The new Nissan GT-R is powerful, fast and everything a sports car should be


My heart beat fast, there were butterflies in my stomach and I was trying to breathe with difficulty, I whisked around the Sendai Highland Raceway in Japan seated in the new Nissan GT-R. The reason for my heightened state was the fact that the car I was in has 473bhp. 200bhp is fast, 300 needs your undivided involvement and every 50bhp after that is a big, big step up. Green light on the pit lane exit? Time to place the beautifully-made accelerator pedal into the carpet.

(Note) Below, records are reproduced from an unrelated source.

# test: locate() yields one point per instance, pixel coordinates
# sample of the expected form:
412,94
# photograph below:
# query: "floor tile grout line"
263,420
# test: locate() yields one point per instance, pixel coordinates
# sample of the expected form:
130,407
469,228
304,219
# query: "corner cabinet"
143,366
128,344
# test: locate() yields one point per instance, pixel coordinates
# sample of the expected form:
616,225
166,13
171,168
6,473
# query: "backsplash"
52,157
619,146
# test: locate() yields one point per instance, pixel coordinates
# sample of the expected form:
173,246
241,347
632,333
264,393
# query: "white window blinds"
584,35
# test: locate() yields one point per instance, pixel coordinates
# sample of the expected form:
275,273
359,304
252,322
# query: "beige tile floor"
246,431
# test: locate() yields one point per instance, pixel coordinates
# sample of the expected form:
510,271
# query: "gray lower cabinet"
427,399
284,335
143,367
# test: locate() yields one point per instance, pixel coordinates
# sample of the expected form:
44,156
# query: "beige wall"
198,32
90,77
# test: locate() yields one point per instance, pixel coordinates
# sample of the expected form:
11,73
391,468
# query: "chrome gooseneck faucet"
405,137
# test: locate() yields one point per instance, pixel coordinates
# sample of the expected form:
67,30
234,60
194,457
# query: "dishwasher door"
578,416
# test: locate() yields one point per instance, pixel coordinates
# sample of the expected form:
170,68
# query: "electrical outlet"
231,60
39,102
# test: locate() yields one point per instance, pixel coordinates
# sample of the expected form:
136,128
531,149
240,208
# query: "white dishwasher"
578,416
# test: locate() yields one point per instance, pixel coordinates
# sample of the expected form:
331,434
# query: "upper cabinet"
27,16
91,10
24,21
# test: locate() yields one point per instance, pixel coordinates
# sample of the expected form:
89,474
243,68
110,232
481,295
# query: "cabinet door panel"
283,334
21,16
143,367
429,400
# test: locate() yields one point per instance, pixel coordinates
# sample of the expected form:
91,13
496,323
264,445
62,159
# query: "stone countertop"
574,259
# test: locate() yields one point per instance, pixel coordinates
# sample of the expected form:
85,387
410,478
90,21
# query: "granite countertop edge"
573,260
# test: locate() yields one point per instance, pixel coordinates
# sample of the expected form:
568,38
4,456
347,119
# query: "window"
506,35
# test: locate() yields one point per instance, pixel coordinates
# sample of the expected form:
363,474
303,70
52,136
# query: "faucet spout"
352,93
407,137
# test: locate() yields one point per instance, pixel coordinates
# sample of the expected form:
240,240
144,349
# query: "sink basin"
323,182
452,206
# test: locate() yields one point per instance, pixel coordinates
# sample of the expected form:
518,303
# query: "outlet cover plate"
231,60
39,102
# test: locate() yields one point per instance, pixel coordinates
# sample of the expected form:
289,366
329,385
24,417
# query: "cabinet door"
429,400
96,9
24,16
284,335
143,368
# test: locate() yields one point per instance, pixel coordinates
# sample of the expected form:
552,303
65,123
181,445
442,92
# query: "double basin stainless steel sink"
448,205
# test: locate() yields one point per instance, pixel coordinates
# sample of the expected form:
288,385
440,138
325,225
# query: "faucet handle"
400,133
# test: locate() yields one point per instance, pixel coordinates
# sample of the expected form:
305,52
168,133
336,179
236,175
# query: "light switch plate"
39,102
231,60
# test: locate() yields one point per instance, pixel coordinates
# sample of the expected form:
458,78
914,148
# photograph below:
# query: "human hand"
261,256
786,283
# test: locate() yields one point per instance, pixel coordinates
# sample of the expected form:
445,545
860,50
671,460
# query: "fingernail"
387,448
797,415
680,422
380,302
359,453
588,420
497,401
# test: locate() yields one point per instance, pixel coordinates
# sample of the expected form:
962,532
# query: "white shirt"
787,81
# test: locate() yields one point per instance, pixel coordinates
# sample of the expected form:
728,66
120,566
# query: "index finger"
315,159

The GT-R flies off the blocks and reels in the short straight — whaaam! It’s at the end of the straight even before my brain can catch up, and I pedal back a bit for the next few corners. Still, even when using only 80 per cent throttle, the GT-R is tearing towards the next corner, the rate of acceleration continuously flying up and up, never peaking, as the dual-clutch gearbox pre-selects the next gear and shifts up with zero let-up. It slams you back in the seat and pins you there, as you ride the stream of never-ending jet engine-like thrust! This sledgehammer performance is concentrated to the upper reaches of the power-band; the performance of the GT-R after 4000rpm is so strong, your gritty grin is part fear, part thrill. There is no way I’m using maximum available power.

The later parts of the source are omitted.